By contrast, people over 65, previously the lowest-spending group, expect to increase their purchases by nearly 30 per cent to just under £347.
The highest-spending age groups, those aged 35 to 44 and 45 to 54, typically those with most children, expect to increase their present buying by 12.8 per cent up to £490, and by 11.1 per cent up to £435, respectively. (The Times)
That many young people are reducing their expenditure on presents isn't really much of a surprise. Everything is so expensive nowadays! And the great and growing possibility of a credit crunch, coupled with the reducing availability of credit, is preying on minds - what happens if something goes wrong with the economy? Those who are very much in debt won't have it easy then. Also, I think that many are now understanding the implications of having lots of debt, and the issues with credit, with the collapse and effective nationalisation of Northern Rock proving a case in point - even banks are vulnerable.

Elderly people are increasing their spending because this credit crunch matters little to them. They have few debts and usually own their houses outright, so they can afford to splash out a bit more.

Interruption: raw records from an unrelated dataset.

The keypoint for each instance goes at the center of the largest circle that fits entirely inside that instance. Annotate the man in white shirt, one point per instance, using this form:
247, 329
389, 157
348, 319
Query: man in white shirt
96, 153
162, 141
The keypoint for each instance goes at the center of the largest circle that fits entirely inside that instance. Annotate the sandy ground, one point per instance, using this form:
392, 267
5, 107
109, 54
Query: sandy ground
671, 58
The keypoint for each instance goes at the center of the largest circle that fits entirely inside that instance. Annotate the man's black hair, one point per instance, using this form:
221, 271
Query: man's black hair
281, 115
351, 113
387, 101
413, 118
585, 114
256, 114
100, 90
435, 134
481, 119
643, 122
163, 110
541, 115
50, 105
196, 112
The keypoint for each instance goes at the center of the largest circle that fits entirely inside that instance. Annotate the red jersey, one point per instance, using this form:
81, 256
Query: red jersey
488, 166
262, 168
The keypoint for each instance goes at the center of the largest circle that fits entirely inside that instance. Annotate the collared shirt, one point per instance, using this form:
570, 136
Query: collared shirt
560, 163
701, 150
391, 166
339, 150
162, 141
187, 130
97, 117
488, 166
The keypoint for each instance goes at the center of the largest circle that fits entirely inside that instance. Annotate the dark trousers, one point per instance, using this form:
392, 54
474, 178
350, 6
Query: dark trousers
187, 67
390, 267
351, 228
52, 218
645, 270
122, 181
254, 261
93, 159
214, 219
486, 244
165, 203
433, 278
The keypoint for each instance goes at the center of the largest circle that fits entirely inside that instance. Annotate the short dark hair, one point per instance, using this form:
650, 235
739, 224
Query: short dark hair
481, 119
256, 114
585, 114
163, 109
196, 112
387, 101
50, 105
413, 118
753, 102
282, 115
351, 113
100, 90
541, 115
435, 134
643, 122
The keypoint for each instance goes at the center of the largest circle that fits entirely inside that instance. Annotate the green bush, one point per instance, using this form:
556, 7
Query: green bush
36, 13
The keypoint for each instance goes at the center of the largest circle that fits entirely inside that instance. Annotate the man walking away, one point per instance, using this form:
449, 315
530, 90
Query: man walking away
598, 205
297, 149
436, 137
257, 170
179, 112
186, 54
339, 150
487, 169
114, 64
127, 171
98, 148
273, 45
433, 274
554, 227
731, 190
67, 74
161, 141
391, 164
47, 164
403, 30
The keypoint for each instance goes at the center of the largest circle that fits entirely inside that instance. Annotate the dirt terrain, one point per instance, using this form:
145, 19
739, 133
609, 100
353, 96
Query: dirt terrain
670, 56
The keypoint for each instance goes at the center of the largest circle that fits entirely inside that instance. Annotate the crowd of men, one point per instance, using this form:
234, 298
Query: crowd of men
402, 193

Young people are also suffering from debts forced upon them by labour - Student Loans. It's not nice to have that much debt hanging over you, believe you me.

07 December 2007

The first pyramid coin is now legal tender on the Isle of Man. Worth 25p, it has been introduced to commemorate the the Tutankhamun and the Golden Age of the Pharaohs exhibition at the O2 arena [formerly the Millennium Dome].

I think it's quite cool. Why and how did the round coin become the standard - and only - coin shape? At the very least this three-sided coin is something different!

So how long till we get the first square or rectangular coin?

22 November 2007

A Surplus - But At What Cost?

So in a "clampdown on spending" the NHS has turned a £547m deficit last year into a £1.8bn surplus this year. But at what cost to the public? Why do they have this money if not to spend it and use it on bettering facilities and patient care? if they don't need it for that, cut taxes and give it back to the taxpayer!

However, is this surplus good for the NHS? I doubt it. How could it have turned a large deficit one year into an even larger surplus the next year without something happening to the level of service provided? This "clampdown on spending" has probably led to a lack of investment where it is needed and sacking [or just not recruiting] staff wherever possible, no matter the effect on the overall level of care to the patients.

For this financial turnaround in the NHS to have happened to such a large degree is impossible without the lowering of standards. After all, there's no other way that they could have done this since all their income comes from our pockets!

It may look good on the news for the NHS to have a surplus, but it's not good for the NHS on the ground.